Often described as dirty snowballs, comets are the dusty, icy relics of planetary formation that were hurled to the solar system’s outskirts eons ago by gravitational interactions with Jupiter or other giant worlds. Like old leftovers forgotten at the back of your freezer, they spend most of their time inert and unnoticed in the dark. But when one approaches the inner solar system, sunlight turns some of a comet’s ice into gas in a process called sublimation, forming a fuzzy, glowing cloud called a coma. Gas from the sunbathed, sublimating ice also puffs intermingled dust away from the surface to form a distinctive, comet-trailing tail.
But different comets are made of different mixes of ice, and sublimation can be a quirky process. Comets can suddenly brighten in an outburst, fall to pieces or just fizzle out. “All these moving parts contribute to the fact that comets are very difficult to predict,” Ye says.
One key question is whether Comet Tsuchinshan-ATLAS has ever flown through the inner solar system before. If it has, it’s what scientists call a dynamically old comet—a hardened veteran of multiple close approaches to the sun that can reliably put on a show next year without falling apart. If the comet is instead a first timer, its pristine ice might be fluffier and more fragile, making it more likely to disintegrate as it ventures deeper into the inner solar system. Determining whether a comet is dynamically old or new is tricky, however, requiring an extrapolation of the object’s orbit back in time.
Ultimately, only patience will reveal precisely how Comet Tsuchinshan-ATLAS fares in the skies. But that patience won’t be idle: between now and the comet’s closest approach to the sun in September 2024 and to Earth in the following October, professional and amateur astronomers alike will have it in their sights.

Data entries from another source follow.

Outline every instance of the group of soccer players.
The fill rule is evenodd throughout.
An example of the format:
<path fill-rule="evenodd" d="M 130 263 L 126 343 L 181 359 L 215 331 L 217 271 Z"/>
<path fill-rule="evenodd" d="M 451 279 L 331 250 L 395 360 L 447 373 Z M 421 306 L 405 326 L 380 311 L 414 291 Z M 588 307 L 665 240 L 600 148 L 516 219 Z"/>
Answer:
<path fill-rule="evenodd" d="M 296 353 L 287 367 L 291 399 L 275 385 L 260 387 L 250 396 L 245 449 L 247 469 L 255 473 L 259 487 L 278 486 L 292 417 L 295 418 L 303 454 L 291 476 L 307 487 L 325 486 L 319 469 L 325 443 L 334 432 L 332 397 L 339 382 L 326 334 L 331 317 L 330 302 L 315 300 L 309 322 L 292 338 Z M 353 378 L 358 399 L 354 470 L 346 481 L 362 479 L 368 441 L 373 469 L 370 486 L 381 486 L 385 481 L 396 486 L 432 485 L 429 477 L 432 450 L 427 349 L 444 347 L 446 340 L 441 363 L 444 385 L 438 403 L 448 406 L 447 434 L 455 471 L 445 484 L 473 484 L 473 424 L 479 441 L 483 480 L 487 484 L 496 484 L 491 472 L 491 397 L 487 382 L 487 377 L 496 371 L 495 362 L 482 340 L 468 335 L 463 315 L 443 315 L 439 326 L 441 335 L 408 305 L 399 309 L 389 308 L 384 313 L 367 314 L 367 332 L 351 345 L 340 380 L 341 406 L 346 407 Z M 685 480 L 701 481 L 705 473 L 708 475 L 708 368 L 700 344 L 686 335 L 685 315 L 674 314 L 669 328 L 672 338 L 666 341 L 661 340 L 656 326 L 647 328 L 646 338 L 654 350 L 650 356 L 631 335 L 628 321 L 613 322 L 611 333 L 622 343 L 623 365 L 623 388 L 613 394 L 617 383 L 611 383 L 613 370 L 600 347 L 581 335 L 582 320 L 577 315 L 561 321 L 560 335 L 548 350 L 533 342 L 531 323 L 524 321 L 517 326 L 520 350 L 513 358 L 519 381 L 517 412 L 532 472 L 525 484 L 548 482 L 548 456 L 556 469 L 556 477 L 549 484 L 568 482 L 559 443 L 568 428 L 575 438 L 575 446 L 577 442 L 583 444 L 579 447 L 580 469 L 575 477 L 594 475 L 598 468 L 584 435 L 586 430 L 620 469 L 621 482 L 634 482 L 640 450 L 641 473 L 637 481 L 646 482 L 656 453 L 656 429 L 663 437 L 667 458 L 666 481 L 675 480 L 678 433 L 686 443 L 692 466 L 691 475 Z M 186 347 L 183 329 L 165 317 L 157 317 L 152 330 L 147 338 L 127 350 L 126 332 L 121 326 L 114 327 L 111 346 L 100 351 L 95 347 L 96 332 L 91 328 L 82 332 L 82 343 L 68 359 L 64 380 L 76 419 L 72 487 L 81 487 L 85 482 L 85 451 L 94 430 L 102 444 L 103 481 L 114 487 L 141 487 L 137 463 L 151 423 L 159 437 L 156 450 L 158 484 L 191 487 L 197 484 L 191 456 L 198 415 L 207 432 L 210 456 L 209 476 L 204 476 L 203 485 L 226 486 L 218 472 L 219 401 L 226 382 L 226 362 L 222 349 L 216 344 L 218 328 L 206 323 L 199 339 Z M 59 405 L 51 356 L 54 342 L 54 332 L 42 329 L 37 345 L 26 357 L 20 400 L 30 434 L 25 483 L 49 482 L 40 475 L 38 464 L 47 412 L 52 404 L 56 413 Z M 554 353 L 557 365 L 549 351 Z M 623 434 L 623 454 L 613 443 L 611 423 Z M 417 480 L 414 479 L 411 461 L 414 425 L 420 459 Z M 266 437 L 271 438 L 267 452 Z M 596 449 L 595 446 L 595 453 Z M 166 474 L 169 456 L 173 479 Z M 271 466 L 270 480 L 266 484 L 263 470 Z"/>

For example, Graykowski works with a global network of comet-tracking amateur astronomers fostered by telescope manufacturer Unistellar. Through this network, she can check up on the comet nearly every day and rapidly obtain fresh observations in response to any sudden changes in its appearance. That combination will be powerful in monitoring the comet’s approach over the next year, she says. Network observers have already begun keeping track of the comet, even though it remains faint in their telescopes.
And in the case of Comet Tsuchinshan-ATLAS, backyard scientists may have a leg up on the professionals, Graykowski notes. That’s because throughout the time the comet is closest to Earth, it will shine in the sky perilously close to the sun—where the most powerful telescopes are usually loath to look for fear of overpowering their delicate sensors.
“That could be really cool [for amateur astronomers] because it could be bright enough to be seen while the sun is still shining its light, a daytime comet,” Graykowski says. “But it could also make it harder to see than it otherwise would be.” Only time will tell.